You need to sleep long enough that whatever you're waiting for will definitely have finished. Most of the time you have no exact guarantee of that, so you have to pick some N that is relatively large. Inevitably, no matter what N you pick, sooner or later, the thing you're waiting for will take N + 1 and things break. To make it worse, the N + 1 situation often happens because you're getting an unusually large amount of traffic or because something else in the system is already in a failure state. So the breakage tends to come at the worst possible time and exacerbate things.

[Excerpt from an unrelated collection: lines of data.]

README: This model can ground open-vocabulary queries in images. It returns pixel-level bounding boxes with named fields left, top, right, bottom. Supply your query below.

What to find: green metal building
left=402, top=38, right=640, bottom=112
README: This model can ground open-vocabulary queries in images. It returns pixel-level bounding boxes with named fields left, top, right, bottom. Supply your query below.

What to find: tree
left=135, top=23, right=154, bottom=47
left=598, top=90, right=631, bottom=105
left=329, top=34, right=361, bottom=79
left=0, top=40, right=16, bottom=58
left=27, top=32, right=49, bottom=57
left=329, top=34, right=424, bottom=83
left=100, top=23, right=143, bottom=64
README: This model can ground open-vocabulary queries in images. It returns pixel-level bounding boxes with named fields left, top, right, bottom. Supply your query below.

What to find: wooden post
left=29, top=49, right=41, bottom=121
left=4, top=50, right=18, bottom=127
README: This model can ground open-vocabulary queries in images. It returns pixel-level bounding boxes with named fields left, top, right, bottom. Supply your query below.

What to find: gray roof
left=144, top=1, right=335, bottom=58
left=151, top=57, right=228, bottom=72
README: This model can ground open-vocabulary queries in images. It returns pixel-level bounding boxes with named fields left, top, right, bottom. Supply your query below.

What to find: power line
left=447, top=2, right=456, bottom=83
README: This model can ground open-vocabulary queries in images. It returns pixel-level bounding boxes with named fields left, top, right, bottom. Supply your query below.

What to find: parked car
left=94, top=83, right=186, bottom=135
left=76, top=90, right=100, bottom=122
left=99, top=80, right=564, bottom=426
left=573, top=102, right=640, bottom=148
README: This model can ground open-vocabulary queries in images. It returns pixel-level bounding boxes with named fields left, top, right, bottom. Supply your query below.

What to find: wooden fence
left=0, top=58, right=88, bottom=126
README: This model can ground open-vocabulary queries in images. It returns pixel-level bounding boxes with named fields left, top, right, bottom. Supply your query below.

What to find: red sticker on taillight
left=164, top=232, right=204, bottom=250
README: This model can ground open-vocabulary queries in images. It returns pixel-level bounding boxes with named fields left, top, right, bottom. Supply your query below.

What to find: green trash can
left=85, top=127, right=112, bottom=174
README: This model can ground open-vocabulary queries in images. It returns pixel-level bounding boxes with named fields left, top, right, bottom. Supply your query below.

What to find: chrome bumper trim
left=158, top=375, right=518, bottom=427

Meanwhile, if you sleep for N ms somewhere, one thing you can guarantee is that whatever you're doing will take at least N ms. There's no way to make it faster, even if it may have been unnecessary to wait that long. Often not a big deal, but the more developers sprinkle sleeps into their code, the more often you run into bizarre performance bottlenecks as a result.
Network timeouts and similar are kind of a fact of life, so there's no perfect solution. But if you find yourself trying to solve a problem by sleeping for some arbitrary period of time, a little alarm should go off in your head telling you that there's probably a better solution.
Sometimes sleep is the only viable solution when dealing with an external system. I have such a problem with one of my programs that has to access a hardware device. The problem is the load the hardware can handle varies. To get maximum throughput I have to pound the hardware as fast as possible and when it fails sleep for a random but increasing time. If anyone knows of a more elegant solution please post.
Yeah, that's why I'm not dogmatic about it. With network timeouts, external systems that you can't control, and low level hardware access, sometimes it's the best you can do. The better solution would be for the hardware/system you are interacting with to publish an event or otherwise signal when it is or isn't able to handle more load. If it wasn't designed with back pressure in mind though, you do the best you can, and in your case, exponential backoff is probably it.
Adding jitter to avoid dogpiling is another case where sleeping is perfectly reasonable.
What I get wary about is the common pattern of: Make a call to some external service. Sleep for some amount of time (to "let it finish"). Then continue under the assumption that it has completed.
I think we are in massive agreement here. Sleep can be used as crutch inappropriately, but when you have a broken leg a crutch is exactly what you need.
Not only is this from 2014 and not labeled as such, but the shortened title is linkbait. No system gets 100% uptime. This article is about eliminating one small source of downtime for HAProxy systems. Nice, but not exactly a revolution.
Why does HAProxy need reloading of config change, can't it load the new config do a diff and apply only that? Or alternative ways of having a web frontend for HAProxy to make changes to the config piecemeal without restarting?